The S‑N curves generated when the stresses calculated from the above equations are plotted against observed cycles to failure are often referred to a material or local elastic S‑N curves since they represent the relationship between nominal stresses at the point of failure in a material to life. Such curves can be used for detecting failure locations and estimating lives across an entire finite element model for which appropriate elastic stresses have been calculated. All else being equal, the failure location(s) will correspond to regions of the model exhibiting the highest stresses. Furthermore, the distribution of expected lives can be usefully represented by a contour plot of life.

Where stress-life data have been generated by testing complete components or pseudo-components rather than smooth polished bars of material, the resulting S‑N curves are often referred to as component S-N curves. These curves can be used to estimate how long the component as a whole will last under cyclic loading with the failure location being defined by the component itself during the cyclic testing process. The component S‑N approach is very useful in situations where an accurate description of local stress, either elastic or elastic-plastic, is difficult to achieve such as in the case of welded constructions or composite materials.

Unlike the case of a material S‑N curve, where the maximum elastic stress at the failure location is plotted against life, the stress plotted on the stress-axis of a component S‑N curve is any nominal value conveniently measured during the fatigue test; the failure location usually being remote from the measurement position.
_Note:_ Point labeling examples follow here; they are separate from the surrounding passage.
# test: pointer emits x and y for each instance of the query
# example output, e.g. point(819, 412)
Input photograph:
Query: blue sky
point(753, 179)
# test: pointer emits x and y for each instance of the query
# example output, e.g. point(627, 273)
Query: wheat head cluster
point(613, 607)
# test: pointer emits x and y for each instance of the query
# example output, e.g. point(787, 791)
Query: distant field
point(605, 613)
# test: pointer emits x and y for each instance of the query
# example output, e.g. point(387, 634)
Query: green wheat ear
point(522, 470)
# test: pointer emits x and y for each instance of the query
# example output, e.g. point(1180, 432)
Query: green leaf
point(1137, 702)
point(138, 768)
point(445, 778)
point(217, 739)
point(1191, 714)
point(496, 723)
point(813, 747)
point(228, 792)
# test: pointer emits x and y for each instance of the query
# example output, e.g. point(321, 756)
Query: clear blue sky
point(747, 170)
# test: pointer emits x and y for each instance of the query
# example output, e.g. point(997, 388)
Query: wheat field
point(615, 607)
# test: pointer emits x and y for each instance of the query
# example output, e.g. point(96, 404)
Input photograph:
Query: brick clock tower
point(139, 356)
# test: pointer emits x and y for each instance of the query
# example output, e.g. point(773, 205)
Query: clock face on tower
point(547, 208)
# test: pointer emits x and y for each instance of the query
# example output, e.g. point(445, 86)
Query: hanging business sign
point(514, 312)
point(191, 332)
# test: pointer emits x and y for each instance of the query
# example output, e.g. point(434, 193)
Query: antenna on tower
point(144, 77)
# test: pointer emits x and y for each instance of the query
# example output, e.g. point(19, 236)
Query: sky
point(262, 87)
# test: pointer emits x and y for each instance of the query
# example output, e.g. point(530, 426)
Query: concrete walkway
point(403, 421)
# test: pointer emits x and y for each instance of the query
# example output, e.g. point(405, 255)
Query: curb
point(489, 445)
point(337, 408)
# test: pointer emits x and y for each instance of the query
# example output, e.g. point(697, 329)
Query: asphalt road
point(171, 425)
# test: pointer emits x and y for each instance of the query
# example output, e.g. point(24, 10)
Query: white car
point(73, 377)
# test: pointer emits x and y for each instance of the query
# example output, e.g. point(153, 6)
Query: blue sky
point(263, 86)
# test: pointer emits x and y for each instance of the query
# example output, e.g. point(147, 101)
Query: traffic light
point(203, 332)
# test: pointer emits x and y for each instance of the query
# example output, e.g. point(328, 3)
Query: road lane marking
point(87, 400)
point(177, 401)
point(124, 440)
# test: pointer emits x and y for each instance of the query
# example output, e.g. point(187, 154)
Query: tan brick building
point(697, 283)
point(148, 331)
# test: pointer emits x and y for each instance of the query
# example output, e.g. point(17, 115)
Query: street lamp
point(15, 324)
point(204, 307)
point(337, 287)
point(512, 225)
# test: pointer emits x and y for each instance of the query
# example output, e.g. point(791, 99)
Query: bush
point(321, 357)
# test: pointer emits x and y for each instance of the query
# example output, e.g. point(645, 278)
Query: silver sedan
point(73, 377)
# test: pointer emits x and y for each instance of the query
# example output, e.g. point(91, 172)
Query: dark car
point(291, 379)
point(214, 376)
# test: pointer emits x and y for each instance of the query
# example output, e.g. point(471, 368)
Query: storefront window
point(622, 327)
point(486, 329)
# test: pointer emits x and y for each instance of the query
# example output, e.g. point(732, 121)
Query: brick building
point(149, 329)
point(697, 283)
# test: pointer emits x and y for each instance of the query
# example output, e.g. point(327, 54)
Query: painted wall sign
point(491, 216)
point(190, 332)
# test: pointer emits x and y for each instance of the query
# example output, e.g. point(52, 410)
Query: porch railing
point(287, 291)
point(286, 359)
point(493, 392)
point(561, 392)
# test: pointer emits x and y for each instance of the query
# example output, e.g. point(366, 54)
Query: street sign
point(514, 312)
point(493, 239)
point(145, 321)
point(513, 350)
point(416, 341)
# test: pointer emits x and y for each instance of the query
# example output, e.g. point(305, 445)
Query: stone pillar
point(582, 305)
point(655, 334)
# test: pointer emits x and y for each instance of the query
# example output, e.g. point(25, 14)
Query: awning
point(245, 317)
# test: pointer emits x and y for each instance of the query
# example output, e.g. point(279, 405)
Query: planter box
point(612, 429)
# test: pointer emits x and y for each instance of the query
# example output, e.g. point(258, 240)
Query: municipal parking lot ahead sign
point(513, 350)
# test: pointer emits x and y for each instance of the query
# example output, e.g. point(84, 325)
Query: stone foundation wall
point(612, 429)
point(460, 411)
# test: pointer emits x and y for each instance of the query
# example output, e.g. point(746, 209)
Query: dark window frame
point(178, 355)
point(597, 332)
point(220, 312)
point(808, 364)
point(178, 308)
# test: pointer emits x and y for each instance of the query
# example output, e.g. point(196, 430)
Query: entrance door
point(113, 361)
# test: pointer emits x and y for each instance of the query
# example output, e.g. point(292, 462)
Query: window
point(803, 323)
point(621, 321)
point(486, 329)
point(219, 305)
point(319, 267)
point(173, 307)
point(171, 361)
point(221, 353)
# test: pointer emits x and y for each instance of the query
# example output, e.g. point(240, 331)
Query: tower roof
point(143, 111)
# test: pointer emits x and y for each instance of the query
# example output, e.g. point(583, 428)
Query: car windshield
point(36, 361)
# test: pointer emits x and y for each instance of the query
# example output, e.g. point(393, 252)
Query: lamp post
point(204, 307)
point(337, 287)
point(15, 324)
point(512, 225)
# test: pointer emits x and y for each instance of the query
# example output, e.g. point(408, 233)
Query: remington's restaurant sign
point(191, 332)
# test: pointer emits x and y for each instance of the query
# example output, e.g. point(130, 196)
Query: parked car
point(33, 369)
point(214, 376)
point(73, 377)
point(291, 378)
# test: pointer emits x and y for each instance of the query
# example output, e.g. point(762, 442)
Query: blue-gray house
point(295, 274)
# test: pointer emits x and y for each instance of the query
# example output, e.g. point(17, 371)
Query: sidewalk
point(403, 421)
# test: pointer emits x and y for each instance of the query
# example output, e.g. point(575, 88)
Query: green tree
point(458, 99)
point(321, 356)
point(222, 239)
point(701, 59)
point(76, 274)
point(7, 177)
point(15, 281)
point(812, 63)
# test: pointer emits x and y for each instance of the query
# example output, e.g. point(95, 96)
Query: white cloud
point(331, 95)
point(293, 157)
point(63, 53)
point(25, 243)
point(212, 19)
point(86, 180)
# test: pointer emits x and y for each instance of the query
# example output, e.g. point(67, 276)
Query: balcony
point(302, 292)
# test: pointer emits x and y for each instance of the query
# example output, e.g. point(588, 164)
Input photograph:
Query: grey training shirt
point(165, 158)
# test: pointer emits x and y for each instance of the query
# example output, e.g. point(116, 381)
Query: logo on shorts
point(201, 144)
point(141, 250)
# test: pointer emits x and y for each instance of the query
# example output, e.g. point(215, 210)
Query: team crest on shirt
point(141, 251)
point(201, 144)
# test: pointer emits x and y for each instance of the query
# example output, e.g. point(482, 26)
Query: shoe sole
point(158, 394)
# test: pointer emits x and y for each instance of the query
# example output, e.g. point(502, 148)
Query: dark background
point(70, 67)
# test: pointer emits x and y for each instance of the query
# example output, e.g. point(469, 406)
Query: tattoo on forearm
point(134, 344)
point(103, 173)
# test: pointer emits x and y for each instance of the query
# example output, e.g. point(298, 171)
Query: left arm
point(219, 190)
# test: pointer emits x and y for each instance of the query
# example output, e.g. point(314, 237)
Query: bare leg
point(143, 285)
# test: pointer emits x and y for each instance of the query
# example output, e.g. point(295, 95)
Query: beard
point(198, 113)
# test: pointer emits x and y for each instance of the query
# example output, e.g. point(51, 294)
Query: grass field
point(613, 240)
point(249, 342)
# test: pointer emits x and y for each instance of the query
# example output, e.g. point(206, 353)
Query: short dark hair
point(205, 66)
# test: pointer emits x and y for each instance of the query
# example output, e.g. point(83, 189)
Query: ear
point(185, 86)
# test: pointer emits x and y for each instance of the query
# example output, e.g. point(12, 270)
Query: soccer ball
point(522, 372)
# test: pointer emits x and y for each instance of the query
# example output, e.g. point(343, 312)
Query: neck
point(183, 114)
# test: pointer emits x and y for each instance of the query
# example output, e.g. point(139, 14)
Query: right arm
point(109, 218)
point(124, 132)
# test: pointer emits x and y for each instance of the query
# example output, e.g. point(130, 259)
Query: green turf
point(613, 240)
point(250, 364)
This situation is illustrated in Figure 3‑43 which depicts a through thickness fillet weld joining two plates of varying thickness.

As a result of the cyclic load, P, the component fails a position C. The nominal stress distribution is detailed and the explicit values of two stresses, S1 and S2, at locations L1 and L2 respectively, given. If a number of tests were carried out with this component then location specific S‑N curves, similar to those given in Figure 3‑44, would result. Note that the stresses S1 and S2 used to generate these curves are estimated from strain gauges placed at locations L1 and L2. It is apparent that the S‑N curve is now a function of the location at which the nominal stress was defined, i.e. position L1 or L2, and that differing stresses S1 and S2 will result in the same life, N, for the component with failure occurring at position C.

It should be apparent that the role of finite element analysis in the estimation of the fatigue life of a component when using the component S‑N approach is not to predict the failure location, C, for example in Figure 3‑44, but rather to calculate the magnitude of the appropriate nominal stress, S1 or S2 above, used to define the component S‑N curve.

A special case of the component S-N curve is the spot-weld S-N curve. Here the stress is the structural stress calculated using the method described in more detail in Spot Weld Analysis Theory, 793.

The reference node(s) or elements(s) are those which are chosen to represent an estimate of the nominal stress appropriate to any particular component S‑N curve, i.e. those giving rise to stresses S1 and S2 at locations L1 and L2 respectively in Figure 3‑44 above. Individual or groups of nodes or elements may be selected as being representative.